Pediatric Coding Alert

You Be the Coder:

Practice Sequencing Preop Exams' Diagnoses

Question: When a pediatrician performs a preoperative exam for a patient who is scheduled for dental cavity removal, Anthem Blue Cross denies the service. Am I submitting the claim correctly as:

• primary diagnosis--V70.3

• secondary diagnosis--521.0x

• consult code--99242?


Virginia Subscriber


Answer: Your V code selection could trigger the rejections. You should report a non-problem-related preoperative exam with V72.83 (Other specified examinations; other specified pre-operative examination), rather than using general medical exam code V70.3 (Other medical examination for administrative purposes). ICD-9 classifies preoperative exams as V72.81-V72.84. When a child requires a general medical examination to complete a camp, school or sports form, you should assign V70.3.

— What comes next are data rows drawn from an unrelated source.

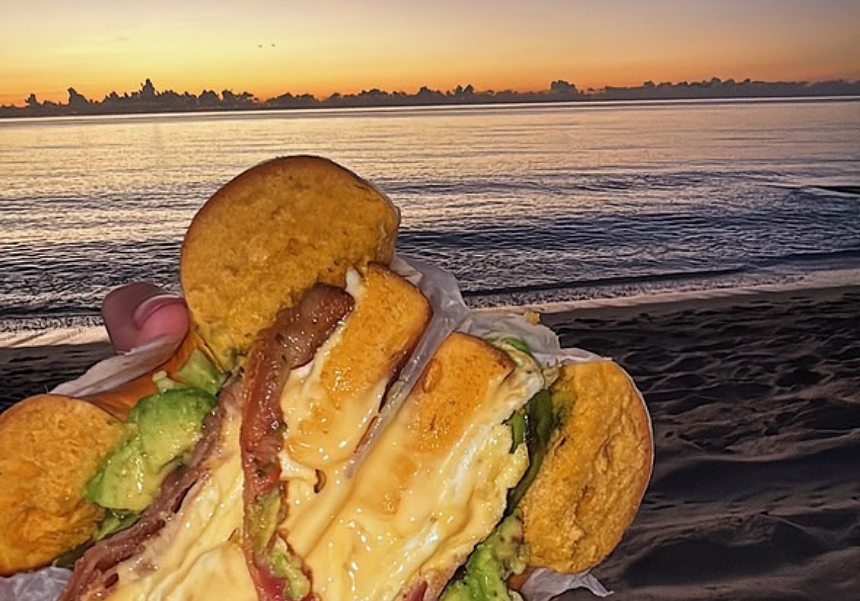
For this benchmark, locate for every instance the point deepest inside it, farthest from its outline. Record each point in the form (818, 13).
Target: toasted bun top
(594, 476)
(268, 235)
(50, 446)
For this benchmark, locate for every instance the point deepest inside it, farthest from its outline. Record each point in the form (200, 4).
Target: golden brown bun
(389, 318)
(594, 477)
(50, 446)
(268, 235)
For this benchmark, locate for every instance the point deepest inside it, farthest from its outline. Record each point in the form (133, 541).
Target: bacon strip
(95, 572)
(290, 343)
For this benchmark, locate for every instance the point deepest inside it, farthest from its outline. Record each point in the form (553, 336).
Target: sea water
(525, 204)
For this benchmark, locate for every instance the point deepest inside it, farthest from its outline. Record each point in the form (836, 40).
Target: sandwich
(374, 438)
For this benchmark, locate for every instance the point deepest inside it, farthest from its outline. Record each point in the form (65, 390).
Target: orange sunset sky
(269, 47)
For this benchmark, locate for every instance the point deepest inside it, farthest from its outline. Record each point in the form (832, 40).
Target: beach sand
(755, 402)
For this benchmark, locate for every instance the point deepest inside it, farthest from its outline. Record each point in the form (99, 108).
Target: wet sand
(755, 402)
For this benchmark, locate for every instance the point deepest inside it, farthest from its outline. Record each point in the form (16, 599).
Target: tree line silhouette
(149, 100)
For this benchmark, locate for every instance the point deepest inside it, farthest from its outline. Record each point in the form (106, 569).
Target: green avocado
(162, 429)
(489, 566)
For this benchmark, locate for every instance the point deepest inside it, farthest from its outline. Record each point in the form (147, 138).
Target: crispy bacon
(95, 572)
(289, 343)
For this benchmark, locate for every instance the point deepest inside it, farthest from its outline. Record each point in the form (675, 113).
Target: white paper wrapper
(42, 585)
(449, 314)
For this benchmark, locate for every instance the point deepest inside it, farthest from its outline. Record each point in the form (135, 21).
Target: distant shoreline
(476, 105)
(148, 100)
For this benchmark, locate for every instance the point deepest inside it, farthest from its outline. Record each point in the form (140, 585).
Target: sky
(269, 47)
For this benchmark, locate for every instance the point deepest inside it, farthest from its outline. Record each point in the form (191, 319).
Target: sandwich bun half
(288, 223)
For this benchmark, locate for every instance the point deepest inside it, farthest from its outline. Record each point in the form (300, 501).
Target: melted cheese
(198, 555)
(405, 513)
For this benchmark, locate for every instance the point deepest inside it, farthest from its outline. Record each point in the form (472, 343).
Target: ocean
(525, 204)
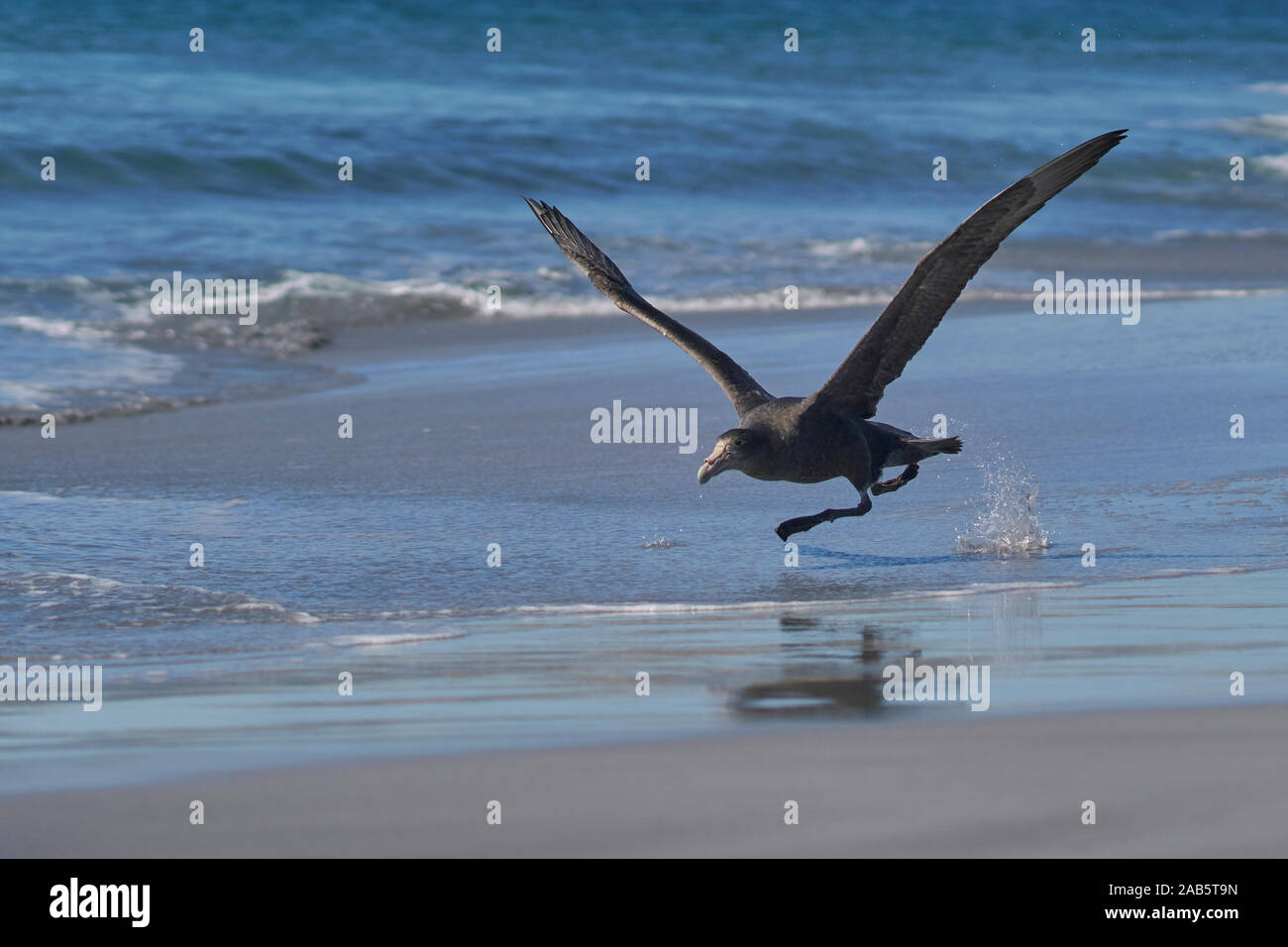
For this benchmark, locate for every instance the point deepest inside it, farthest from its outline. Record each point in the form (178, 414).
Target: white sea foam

You are correct that you should submit a secondary diagnosis of 521.0x (Disease of hard tissues of teeth; dental caries...). This ICD-9 code appropriately represents the condition that prompted the surgery.

Reporting V72.83 as the primary diagnosis and 521.0x for the secondary diagnosis follows ICD-9 coding guidelines. Check with Anthem for other sequencing preferences, such as listing the diagnoses in the reverse order: 521.0x, V72.83.

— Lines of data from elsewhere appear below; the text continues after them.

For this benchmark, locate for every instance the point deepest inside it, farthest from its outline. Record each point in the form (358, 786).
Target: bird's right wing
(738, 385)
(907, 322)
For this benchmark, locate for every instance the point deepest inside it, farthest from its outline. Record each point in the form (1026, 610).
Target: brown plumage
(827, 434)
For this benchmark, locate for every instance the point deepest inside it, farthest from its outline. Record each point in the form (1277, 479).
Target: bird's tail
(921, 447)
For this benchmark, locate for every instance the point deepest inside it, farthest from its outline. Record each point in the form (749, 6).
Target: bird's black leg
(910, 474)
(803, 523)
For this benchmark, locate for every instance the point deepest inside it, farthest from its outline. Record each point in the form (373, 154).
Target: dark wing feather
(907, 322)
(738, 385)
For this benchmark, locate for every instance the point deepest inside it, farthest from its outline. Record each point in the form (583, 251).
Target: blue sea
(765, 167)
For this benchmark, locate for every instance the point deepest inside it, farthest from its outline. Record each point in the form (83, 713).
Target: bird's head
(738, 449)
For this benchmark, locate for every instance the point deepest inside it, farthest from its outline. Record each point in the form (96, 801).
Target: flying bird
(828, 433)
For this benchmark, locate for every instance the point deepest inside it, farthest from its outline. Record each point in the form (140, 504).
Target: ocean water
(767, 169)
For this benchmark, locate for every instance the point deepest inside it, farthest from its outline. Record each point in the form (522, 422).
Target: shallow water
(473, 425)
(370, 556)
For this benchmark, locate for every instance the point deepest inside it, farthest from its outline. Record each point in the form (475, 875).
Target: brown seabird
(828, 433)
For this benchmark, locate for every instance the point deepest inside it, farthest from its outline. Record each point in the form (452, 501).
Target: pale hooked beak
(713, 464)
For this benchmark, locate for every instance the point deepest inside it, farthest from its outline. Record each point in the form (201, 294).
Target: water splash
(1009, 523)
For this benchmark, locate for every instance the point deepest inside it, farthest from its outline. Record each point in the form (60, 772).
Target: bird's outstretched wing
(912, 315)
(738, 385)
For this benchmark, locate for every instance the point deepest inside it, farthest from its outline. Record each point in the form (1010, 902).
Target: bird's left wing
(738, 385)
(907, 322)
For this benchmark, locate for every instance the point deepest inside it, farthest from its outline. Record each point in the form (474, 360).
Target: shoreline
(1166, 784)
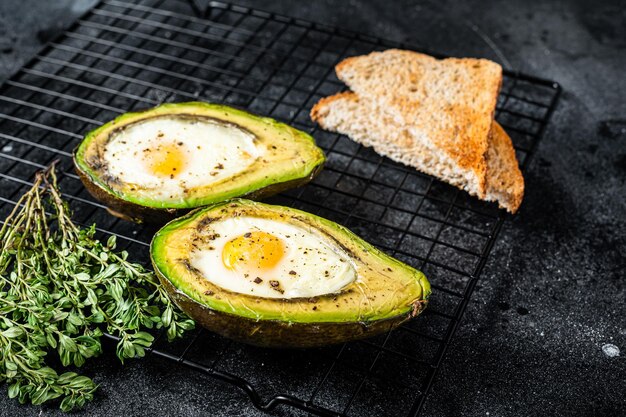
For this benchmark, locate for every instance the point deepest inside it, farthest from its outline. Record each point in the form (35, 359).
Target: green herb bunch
(59, 288)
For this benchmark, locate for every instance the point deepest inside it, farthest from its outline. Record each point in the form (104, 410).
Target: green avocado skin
(122, 206)
(228, 313)
(281, 334)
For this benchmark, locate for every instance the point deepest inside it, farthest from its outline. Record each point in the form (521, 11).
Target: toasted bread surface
(372, 126)
(447, 104)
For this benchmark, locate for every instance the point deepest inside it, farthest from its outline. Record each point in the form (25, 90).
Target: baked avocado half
(157, 164)
(275, 276)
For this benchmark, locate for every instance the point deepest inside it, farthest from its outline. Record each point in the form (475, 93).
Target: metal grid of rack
(122, 56)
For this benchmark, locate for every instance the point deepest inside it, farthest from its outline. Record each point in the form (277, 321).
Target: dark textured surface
(553, 292)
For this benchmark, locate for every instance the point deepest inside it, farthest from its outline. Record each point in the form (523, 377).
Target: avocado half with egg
(280, 277)
(155, 165)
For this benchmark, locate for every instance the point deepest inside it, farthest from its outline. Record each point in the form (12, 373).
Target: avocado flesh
(290, 158)
(385, 293)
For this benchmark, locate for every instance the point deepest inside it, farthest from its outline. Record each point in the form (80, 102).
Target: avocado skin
(279, 334)
(143, 214)
(139, 213)
(292, 330)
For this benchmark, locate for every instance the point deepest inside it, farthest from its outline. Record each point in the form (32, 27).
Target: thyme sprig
(59, 288)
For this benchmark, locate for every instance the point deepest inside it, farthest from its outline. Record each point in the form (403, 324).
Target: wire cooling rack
(122, 56)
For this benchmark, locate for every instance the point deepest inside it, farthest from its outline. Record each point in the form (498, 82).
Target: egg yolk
(166, 160)
(253, 251)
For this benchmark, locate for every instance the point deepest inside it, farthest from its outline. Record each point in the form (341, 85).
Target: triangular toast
(369, 125)
(446, 105)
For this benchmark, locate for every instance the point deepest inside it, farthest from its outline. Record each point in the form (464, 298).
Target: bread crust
(360, 119)
(448, 102)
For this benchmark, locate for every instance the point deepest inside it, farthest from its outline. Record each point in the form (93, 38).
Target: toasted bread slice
(447, 105)
(371, 126)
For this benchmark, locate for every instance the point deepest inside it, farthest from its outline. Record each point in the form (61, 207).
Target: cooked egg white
(271, 259)
(165, 157)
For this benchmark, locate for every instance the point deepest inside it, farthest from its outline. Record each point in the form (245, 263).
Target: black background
(553, 292)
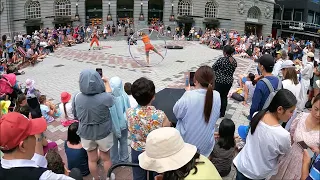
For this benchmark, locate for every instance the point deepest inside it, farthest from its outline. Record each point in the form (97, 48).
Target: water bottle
(187, 80)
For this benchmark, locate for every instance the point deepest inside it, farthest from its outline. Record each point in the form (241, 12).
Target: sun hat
(310, 54)
(266, 61)
(287, 64)
(166, 151)
(29, 83)
(65, 97)
(15, 127)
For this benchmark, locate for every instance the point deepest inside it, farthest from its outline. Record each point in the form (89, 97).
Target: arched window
(211, 9)
(33, 10)
(184, 7)
(254, 13)
(63, 8)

Using the correct V code, however, may not solve your payment problems. Anthem may consider preoperative exams absent any conditions medically unnecessary and thus a noncovered service.  

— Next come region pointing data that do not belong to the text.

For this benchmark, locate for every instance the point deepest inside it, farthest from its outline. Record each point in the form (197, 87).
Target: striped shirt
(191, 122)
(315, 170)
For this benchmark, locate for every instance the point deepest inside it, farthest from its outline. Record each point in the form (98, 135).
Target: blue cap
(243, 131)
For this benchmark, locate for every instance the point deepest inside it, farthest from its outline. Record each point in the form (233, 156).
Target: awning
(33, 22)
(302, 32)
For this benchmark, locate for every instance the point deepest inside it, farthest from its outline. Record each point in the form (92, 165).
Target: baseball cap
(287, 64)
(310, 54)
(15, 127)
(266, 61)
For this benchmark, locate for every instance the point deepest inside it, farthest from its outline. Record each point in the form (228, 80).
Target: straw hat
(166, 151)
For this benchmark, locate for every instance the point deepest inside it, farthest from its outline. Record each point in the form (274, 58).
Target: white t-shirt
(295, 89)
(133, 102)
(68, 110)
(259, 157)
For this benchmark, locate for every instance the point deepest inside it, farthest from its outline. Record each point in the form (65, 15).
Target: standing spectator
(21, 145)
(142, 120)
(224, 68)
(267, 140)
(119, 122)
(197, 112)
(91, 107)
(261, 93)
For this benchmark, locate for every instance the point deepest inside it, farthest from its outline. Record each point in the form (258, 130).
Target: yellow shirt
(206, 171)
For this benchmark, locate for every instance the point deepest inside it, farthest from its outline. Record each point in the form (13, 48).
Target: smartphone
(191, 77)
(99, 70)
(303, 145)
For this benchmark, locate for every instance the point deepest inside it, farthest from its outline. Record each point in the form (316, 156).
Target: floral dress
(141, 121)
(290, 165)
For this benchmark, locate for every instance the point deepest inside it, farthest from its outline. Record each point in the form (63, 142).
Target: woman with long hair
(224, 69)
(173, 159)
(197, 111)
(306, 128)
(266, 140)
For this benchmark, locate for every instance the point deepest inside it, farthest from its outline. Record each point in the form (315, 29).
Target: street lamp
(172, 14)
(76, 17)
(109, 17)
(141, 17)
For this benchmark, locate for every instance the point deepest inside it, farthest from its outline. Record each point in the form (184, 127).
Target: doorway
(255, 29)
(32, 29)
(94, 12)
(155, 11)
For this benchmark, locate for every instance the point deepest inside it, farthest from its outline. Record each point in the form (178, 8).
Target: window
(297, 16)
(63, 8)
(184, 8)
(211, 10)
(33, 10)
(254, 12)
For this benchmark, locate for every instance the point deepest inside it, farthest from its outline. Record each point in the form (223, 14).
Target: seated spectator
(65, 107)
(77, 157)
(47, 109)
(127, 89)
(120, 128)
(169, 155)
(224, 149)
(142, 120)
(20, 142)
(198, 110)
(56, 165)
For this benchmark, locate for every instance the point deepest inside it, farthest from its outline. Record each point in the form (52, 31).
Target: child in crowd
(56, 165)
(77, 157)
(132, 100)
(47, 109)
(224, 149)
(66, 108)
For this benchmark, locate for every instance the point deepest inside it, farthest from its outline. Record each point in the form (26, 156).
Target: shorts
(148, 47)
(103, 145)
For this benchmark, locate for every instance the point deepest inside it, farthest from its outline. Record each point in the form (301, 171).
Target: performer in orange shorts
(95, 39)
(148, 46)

Good idea: You may want to make preoperative examinations without underlying conditions elective services. Inform the patient's parent that the insurer may deny the service as medically unnecessary, in which case payment will be the parent's responsibility.
 
Alternative: If the patient has an underlying condition, such as a heart murmur, that puts her at greater risk for surgery and requires prophylactic treatment, the insurer may pay the consultation charge. In this case, you should report the diagnoses in this order:

1. underlying condition--the heart murmur diagnosis, such as 424.1 (Aortic valve disorders) for a Flint murmur or 785.2 (Symptoms involving cardiovascular system; undiagnosed cardiac murmurs) for a not-otherwise-specified murmur

2. preoperative exam--V72.83

3. surgical reason--521.0x.

Caution: To use a consult code, such as 99242 (Office consultation for a new or established patient ...), the dentist must have requested the pediatrician's opinion on the child's ability to undergo surgery. The pediatrician must render his findings and issue a written report to the dentist. Completing the premedical operative form counts as the report.